U.S. stock markets have surged this week amid a holiday-shortened week for financial markets and tepid trading volumes, putting the S&P 500 back back into the green for the year.
Investors seem to have shrugged off a range of concerns, including the potential fallout from the first interest rate hike in nearly a decade, weakness in the bond market and falling corporate profitability. A rebound in energy prices, driven by a tax-driven decrease in oil inventories heading into the end of the year -- has fueled much of the gain in stocks, which has pushed the Dow Jones industrial average up nearly 450 points, or 2.6 percent, in three days.
But stepping back, recent economic data suggests the enthusiasm could be premature.
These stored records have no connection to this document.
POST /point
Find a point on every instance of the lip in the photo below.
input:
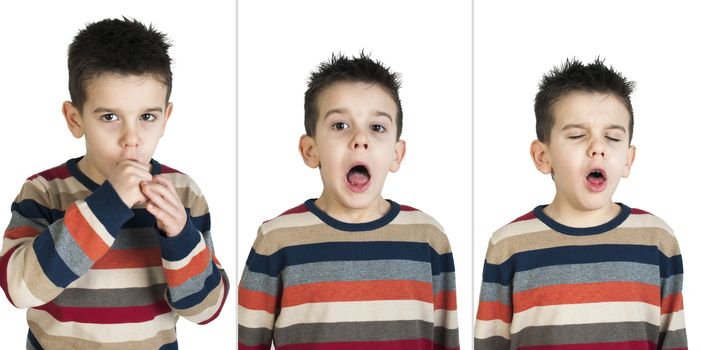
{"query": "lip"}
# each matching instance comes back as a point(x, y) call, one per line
point(358, 188)
point(596, 186)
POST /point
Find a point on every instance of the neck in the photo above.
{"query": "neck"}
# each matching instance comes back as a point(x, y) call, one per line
point(581, 217)
point(341, 212)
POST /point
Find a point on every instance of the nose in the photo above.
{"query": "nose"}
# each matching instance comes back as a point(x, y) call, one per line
point(360, 140)
point(130, 136)
point(596, 148)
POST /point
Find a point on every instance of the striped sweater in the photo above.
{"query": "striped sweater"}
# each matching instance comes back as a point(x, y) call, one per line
point(95, 274)
point(609, 287)
point(312, 282)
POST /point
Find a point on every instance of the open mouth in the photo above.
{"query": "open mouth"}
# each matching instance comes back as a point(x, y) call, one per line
point(358, 178)
point(596, 180)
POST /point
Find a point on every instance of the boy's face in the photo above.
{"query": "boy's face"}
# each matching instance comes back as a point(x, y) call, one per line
point(588, 151)
point(123, 117)
point(355, 146)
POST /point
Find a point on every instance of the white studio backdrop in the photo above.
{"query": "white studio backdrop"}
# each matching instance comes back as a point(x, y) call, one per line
point(199, 139)
point(281, 42)
point(652, 43)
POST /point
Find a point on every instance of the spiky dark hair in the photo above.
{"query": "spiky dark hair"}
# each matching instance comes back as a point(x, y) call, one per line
point(574, 76)
point(343, 69)
point(118, 46)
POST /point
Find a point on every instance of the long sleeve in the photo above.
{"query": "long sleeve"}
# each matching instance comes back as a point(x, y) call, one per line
point(672, 326)
point(52, 241)
point(445, 328)
point(258, 300)
point(494, 311)
point(197, 285)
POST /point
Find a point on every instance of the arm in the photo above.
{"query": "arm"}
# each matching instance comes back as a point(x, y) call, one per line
point(197, 284)
point(45, 249)
point(445, 328)
point(672, 327)
point(258, 301)
point(494, 312)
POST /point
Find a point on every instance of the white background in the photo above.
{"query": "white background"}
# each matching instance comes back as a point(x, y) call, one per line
point(199, 139)
point(652, 43)
point(281, 42)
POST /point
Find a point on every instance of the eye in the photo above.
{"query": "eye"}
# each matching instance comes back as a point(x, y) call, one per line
point(148, 117)
point(377, 128)
point(109, 117)
point(339, 126)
The U.S. economy seems to be slowing just as the Federal Reserve tightens monetary policy. If the trend continues, stocks could weak as the calendar flips into 2016.
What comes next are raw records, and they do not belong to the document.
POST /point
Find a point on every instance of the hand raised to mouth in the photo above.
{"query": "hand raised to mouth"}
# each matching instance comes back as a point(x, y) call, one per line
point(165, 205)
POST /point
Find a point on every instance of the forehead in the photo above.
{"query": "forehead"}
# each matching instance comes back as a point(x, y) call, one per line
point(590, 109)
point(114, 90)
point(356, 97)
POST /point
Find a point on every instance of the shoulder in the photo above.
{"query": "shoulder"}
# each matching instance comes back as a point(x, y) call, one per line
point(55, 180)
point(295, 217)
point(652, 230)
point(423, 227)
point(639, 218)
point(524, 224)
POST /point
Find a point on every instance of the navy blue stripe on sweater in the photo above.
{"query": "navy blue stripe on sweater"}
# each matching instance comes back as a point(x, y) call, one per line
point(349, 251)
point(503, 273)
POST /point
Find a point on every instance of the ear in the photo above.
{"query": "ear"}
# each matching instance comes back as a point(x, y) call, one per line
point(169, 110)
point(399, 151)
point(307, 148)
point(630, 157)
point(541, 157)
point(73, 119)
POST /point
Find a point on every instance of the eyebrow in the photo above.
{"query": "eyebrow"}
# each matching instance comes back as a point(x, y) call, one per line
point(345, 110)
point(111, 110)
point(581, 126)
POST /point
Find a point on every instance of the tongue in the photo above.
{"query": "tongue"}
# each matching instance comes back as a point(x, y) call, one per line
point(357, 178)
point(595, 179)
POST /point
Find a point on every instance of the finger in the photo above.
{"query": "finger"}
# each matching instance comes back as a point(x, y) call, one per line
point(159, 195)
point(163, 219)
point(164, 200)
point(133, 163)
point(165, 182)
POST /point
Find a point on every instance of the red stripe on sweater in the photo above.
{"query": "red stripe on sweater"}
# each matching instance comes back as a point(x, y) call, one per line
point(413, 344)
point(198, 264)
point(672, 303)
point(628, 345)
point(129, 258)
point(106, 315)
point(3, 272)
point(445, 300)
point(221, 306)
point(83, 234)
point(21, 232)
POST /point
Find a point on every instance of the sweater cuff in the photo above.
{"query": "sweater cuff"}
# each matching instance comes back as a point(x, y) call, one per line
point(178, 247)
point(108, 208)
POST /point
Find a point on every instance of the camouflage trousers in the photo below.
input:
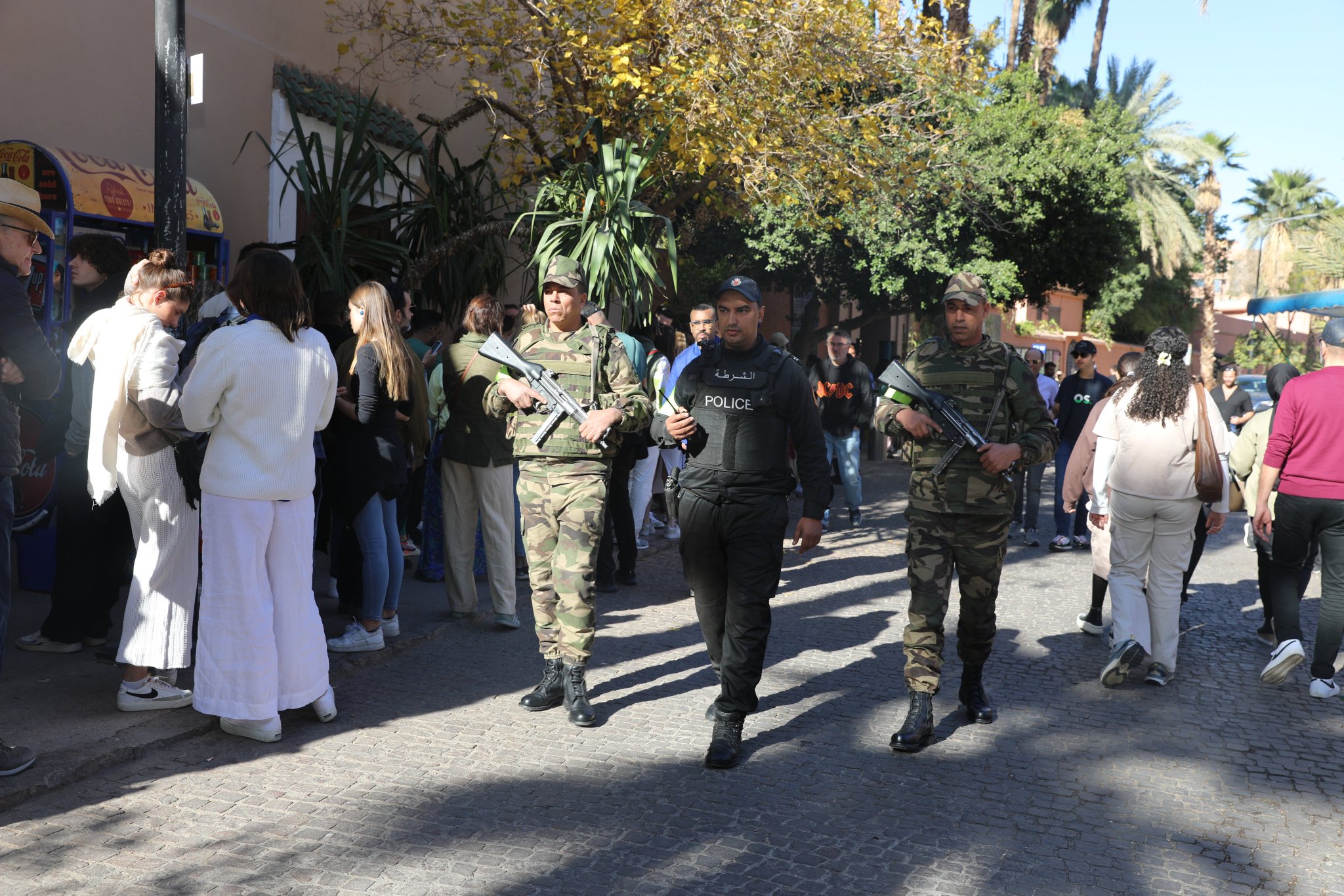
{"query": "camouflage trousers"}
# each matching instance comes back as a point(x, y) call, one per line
point(940, 543)
point(562, 501)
On Wednesday, ongoing weakness in manufacturing underscored a 0.4 percent drop in core capital goods orders in November. Core capital shipments were down 0.5 percent. This was well below expectations, with research firm Capital Economics forecasting 2 percent annualized growth in the final three months of the year.
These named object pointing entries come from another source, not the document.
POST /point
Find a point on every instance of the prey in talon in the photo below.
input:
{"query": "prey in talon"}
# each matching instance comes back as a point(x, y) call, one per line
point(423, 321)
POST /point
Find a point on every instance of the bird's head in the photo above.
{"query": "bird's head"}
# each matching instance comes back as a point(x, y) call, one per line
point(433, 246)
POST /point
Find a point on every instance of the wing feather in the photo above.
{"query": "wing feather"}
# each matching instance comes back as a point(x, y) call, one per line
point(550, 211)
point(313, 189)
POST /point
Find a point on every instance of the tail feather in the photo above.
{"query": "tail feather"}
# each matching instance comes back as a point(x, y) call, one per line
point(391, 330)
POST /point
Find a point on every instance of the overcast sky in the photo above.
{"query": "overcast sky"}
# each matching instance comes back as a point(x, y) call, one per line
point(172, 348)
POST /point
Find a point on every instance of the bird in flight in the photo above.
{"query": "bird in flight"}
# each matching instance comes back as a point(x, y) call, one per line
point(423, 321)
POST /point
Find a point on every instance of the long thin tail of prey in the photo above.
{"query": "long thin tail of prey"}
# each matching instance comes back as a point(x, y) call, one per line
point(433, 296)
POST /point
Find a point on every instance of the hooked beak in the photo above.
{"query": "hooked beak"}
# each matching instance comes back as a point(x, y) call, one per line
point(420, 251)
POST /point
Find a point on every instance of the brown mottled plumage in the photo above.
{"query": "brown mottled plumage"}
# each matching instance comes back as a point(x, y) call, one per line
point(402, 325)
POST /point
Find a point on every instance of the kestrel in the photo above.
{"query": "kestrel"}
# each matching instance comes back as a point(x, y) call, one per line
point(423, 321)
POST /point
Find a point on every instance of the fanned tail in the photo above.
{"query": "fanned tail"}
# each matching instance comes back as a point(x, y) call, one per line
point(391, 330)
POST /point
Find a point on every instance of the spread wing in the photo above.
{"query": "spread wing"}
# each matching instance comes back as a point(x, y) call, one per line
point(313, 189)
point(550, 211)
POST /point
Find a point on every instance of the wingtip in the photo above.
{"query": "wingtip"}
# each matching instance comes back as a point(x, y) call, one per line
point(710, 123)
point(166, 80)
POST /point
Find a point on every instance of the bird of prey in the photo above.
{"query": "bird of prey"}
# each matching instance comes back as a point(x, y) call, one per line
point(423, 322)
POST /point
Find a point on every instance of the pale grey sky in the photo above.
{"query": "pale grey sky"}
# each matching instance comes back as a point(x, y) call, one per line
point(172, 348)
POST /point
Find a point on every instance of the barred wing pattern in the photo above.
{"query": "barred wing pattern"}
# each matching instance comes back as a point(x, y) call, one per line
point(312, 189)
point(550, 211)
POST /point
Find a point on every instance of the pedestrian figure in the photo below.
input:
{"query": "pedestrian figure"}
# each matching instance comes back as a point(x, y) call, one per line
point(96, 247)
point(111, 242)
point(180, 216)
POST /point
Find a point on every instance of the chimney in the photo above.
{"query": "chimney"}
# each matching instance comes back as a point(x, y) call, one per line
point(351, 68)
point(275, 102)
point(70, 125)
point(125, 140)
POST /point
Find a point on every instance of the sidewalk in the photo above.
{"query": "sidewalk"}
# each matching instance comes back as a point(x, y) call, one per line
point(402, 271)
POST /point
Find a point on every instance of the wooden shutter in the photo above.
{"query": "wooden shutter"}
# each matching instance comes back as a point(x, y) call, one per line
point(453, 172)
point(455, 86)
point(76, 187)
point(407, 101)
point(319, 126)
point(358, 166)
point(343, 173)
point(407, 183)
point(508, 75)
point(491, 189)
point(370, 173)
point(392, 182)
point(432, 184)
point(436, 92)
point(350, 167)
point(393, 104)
In another sign of economic softness, the National Association of Realtors on Tuesday showed existing home sales coming in at a seasonally-adjusted annual rate of 4.76 million in November, a 10.5 percent drop from October and below the 5.40 million consensus estimate. This was the weakest result in 19 months. The trade group attributed the decline to a sparse inventory of available homes and rising prices, which is taking residential real estate beyond the means of many house-hunters.
Last week, U.S. industrial production dropped 0.6 percent in November, the biggest month-over-month decline since 2012. While mild weather is playing a role, lessening the demand on utilities, readings were soft overall, reflecting a slowdown in global demand for U.S. products as a result of the dollar's recent strength.
The result of the loss of momentum has been a fresh decline in the Citigroup Economic Surprise Index, which tracks actual economic data relative to expectations. When the data is better than analysts are estimating, the line rises; when results are weaker than forecast, the line falls. As shown in the chart above, the index (in yellow) is threatening to fall below its summertime lows and return to the late 2014 performance that was blamed at the time on severe winter weather.
Financial markets are likely to grow increasingly concerned that the Fed's more aggressive rate hike forecast for 2016 -- the central bank expects four 0.25 percent hikes, while stock futures are pricing in between two and three hikes -- could result in further economic weakness.
This is the message of the Atlanta Federal Reserve Bank's GDPNow real-time tracking estimate of fourth-quarter GDP growth. The tool shows that economic growth for the period has fallen to a low of 1.3 percent, with consumer spending expected to be modest this holiday shopping season.